The option of playing with just two in the middle is there of course, but given the gruesome spectacle Kopites were subjected to in the first half of the Villa game last weekend when Rodgers started the game playing 4-4-2, that has to be seen as something of a last resort. There have been other occasions when he's deviated from the three midfielders, such as the brief experiment with the 3-4-1-2 system that saw Victor Moses playing behind two strikers. That role looked to be tailor-made for Coutinho, but the young Brazilian was sidelined through injury and when he returned Rodgers had abandoned that system.
Perhaps he'll have to look at that again, especially given the sheer volume of goals being conceded by the Reds of late. The problem with that system is you need production from the wing backs, and while there's always the possibility that Glen Johnson may suddenly remember how to play football, Aly Cissokho is most certainly not suited to playing that role. Perhaps Johnson on the left and in-form Raheem Sterling on the right would work better? All avenues need to be explored unless the cavalry rides in before the transfer window closes.
Yann M'Vila has been regularly linked and he would seem to fit the bill. He wouldn't come cheap of course, but Liverpool tried "cheap" last summer and look at where it got them. If not M'Vila, then someone else. There's a big wide world out there with a lot of footballers in it, you're not going to convince me that there isn't a single midfield player out there whom Liverpool could bring in to improve the team. It's not my job to know who that player is -- I wish it was -- but it isn't. There's a four-man "transfer committee" charged with that responsibility, two of whom (Michael Edwards and Dave Fallows) are handsomely paid to scout and identify potential new signings. In case you are wondering, the other two members are Rodgers and Managing Director Ian Ayre. The spotlight is on all of them over the next 10 days and they need to deliver.

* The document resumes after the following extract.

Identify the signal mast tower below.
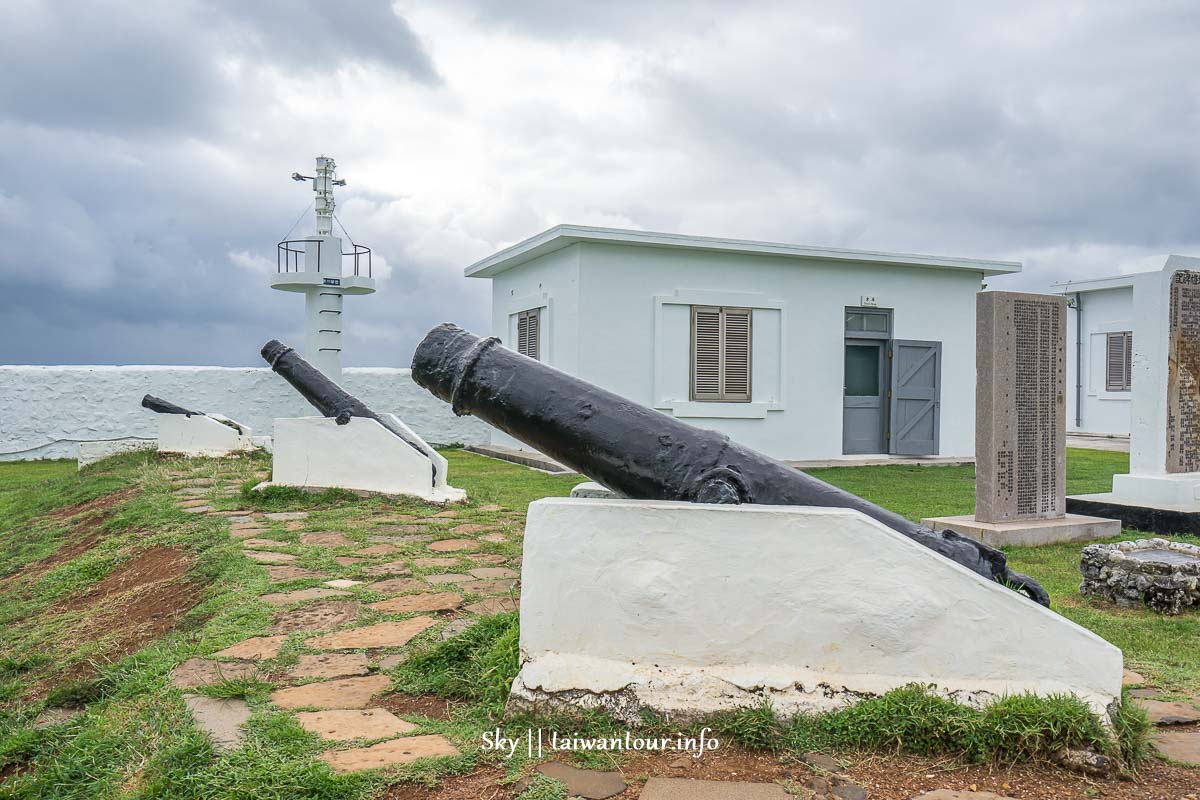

There are few things that bother me more in football than hearing clubs complain about how "January is a difficult window." If it were easy to find players then there'd be no need for scouts and analysts and all the other people who are paid fortunes to identify the right players and to finalise the deals. No one is saying it's easy, but when you're being well-paid to do a job, then you need to do that job and not make excuses about it "being difficult." Liverpool made a right mess of the summer window and brought in players who have barely featured because they aren't up to the job. Upwards of 20 million pounds was spent on Iago Aspas, Tiago Ilori and Luis Alberto, while loan signings Cissokho and Moses have fared little better. They've at least managed to get on the field occasionally, but have hardly covered themselves in glory, especially when compared with the loanees at Everton, for instance.
That 20 million could have bought one top-quality midfield player to go straight into the side, instead it bought one lad who is now out on loan without having kicked a ball in anger, a 26-year-old with just one season of topflight football under his belt who has looked completely out of his depth in the Premier League, and a 20-year-old who was hooked at halftime against League One Oldham Athletic. Two of those may become good players in the future, but that's not what Liverpool needed last summer; they needed players who could contribute now.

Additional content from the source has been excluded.